MUMBAI: Putting aside the concerns regarding the sudden exit of RBI governor Urjit Patel and the electoral setback suffered by BJP in the recently concluded state assembly polls, the equity markets staged a spectacular rally from the deep cuts suffered in the opening hours to end the session on a positive note.
The Sensex soared 723,72 points from its day’s lows after shedding 533 points in the opening trade to finally end the session at 35,150.01, up 190.29 points or 0.54 per cent from its previous close. The Nifty closed the session at 10,549.15, up 60.70 points or 0.58 per cent.

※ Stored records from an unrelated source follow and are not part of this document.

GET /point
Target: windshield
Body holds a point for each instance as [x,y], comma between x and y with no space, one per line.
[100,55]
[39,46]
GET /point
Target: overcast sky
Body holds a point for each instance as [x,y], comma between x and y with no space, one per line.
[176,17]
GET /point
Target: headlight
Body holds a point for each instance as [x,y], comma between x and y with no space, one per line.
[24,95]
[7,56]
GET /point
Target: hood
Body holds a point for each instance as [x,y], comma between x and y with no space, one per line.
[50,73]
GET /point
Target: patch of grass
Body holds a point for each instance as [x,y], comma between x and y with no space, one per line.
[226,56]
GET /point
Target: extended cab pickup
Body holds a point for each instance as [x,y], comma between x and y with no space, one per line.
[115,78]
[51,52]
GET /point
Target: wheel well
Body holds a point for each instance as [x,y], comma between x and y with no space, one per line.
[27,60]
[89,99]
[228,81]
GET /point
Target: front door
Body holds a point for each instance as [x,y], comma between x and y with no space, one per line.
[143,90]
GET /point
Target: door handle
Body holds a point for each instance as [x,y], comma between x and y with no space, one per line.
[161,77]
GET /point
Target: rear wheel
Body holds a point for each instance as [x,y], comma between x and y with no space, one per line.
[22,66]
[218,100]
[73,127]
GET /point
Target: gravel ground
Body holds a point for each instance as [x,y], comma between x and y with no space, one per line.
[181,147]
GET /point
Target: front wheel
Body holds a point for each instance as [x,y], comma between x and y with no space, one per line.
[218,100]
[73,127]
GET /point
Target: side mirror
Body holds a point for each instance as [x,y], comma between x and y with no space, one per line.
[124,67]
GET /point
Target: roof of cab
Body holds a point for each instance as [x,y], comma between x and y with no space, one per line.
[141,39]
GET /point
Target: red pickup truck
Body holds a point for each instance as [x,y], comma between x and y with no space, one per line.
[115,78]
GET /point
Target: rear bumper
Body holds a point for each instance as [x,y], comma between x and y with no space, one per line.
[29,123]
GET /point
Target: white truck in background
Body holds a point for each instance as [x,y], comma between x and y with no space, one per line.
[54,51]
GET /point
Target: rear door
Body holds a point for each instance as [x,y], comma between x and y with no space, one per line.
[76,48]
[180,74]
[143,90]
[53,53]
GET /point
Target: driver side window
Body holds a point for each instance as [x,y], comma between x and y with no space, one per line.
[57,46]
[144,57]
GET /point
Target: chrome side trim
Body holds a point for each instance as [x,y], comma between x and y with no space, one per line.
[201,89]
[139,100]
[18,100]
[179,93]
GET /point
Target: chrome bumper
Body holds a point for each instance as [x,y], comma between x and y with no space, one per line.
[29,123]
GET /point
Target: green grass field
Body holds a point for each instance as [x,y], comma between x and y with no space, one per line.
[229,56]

“The markets hates uncertainty. With the uncertainty over the state assembly election over, the focus has shifted towards inherent value. The markets are available at 18 times one year forward valuations and therefore unfolding of events will lead to value investments being chased. The markets will return to merit based investing as overhang of election results is out of the way now,” said Deven Choksey, MD at K.R.Choksey Securities.

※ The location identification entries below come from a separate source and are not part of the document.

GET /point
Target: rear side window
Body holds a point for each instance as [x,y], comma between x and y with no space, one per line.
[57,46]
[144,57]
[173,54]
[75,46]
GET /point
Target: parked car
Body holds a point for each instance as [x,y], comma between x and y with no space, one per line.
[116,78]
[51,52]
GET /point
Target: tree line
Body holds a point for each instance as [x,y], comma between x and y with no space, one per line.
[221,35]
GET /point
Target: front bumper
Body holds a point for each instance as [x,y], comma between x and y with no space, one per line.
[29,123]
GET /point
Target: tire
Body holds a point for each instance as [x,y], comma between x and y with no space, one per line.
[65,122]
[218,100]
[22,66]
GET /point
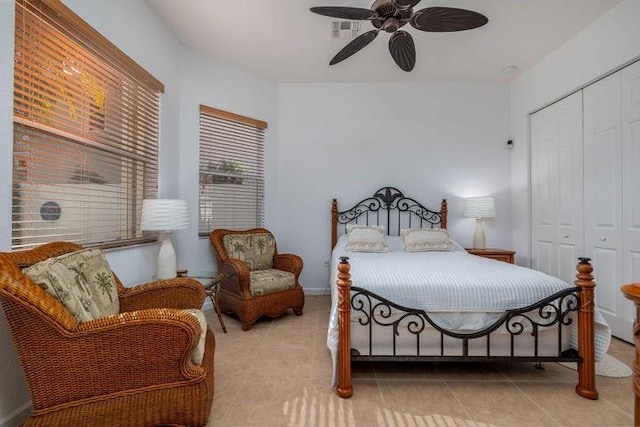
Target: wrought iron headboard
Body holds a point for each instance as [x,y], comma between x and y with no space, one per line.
[389,207]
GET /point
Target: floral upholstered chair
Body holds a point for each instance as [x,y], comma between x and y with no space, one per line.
[258,280]
[95,353]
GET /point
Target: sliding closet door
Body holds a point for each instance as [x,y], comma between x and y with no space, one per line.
[557,187]
[630,186]
[603,193]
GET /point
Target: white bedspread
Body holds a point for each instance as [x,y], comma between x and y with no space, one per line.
[455,282]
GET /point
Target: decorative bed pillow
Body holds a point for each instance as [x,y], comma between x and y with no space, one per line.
[423,240]
[82,281]
[363,238]
[256,249]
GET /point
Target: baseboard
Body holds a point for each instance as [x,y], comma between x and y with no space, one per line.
[317,291]
[16,417]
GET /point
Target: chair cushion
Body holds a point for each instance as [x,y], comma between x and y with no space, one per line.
[198,352]
[255,249]
[264,282]
[82,281]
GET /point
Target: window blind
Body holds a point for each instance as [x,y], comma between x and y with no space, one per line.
[231,171]
[86,126]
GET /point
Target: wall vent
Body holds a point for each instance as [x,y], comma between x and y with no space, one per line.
[345,29]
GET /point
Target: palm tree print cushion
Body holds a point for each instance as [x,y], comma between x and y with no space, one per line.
[256,250]
[82,281]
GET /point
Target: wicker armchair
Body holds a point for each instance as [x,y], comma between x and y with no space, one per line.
[131,369]
[237,291]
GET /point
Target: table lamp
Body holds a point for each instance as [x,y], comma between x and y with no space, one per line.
[478,208]
[164,216]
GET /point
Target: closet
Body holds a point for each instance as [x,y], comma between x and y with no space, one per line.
[585,189]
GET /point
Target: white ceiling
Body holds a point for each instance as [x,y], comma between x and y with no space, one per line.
[285,42]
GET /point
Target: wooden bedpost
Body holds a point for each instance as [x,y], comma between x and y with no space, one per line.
[586,334]
[334,223]
[443,213]
[632,291]
[344,388]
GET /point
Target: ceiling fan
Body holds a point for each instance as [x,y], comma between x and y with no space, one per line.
[390,16]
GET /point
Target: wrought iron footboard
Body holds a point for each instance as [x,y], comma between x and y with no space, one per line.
[372,311]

Experts added that a rally in global stocks after the US and China resumed their trade dialogue also helped attract fresh buying at lower levels.
Additionally, the appointment of former economic affairs secretary Shaktikanta Das as the new governor of RBI is also expected to soothe investors nerves.
According to the provisional data released by the stock exchanges, foreign portfolio investors (FPI) offloaded equities worth `2,421.06 crore while domestic institutional investors such as insurance firms and mutual funds pumped in `2,255.68 crore.
“The poll outcome was more or less in line with what the exit polls had predicted. What the markets want is a stable government which is not anti- business. So it doesn’t matter whether it’s the ruling BJP or the opposition Congress. That is why, it seems the markets have reacted positively to the strong bounce back registered by the opposition Indian National Congress,” said Ambareesh Baliga, a senior research analyst.
However, the rupee despite staging a late recovery ended 53 paise lower at `71.85 against the dollar on Tuesday.
In early trade, the rupee had plunged as much as 110 paise on Tuesday.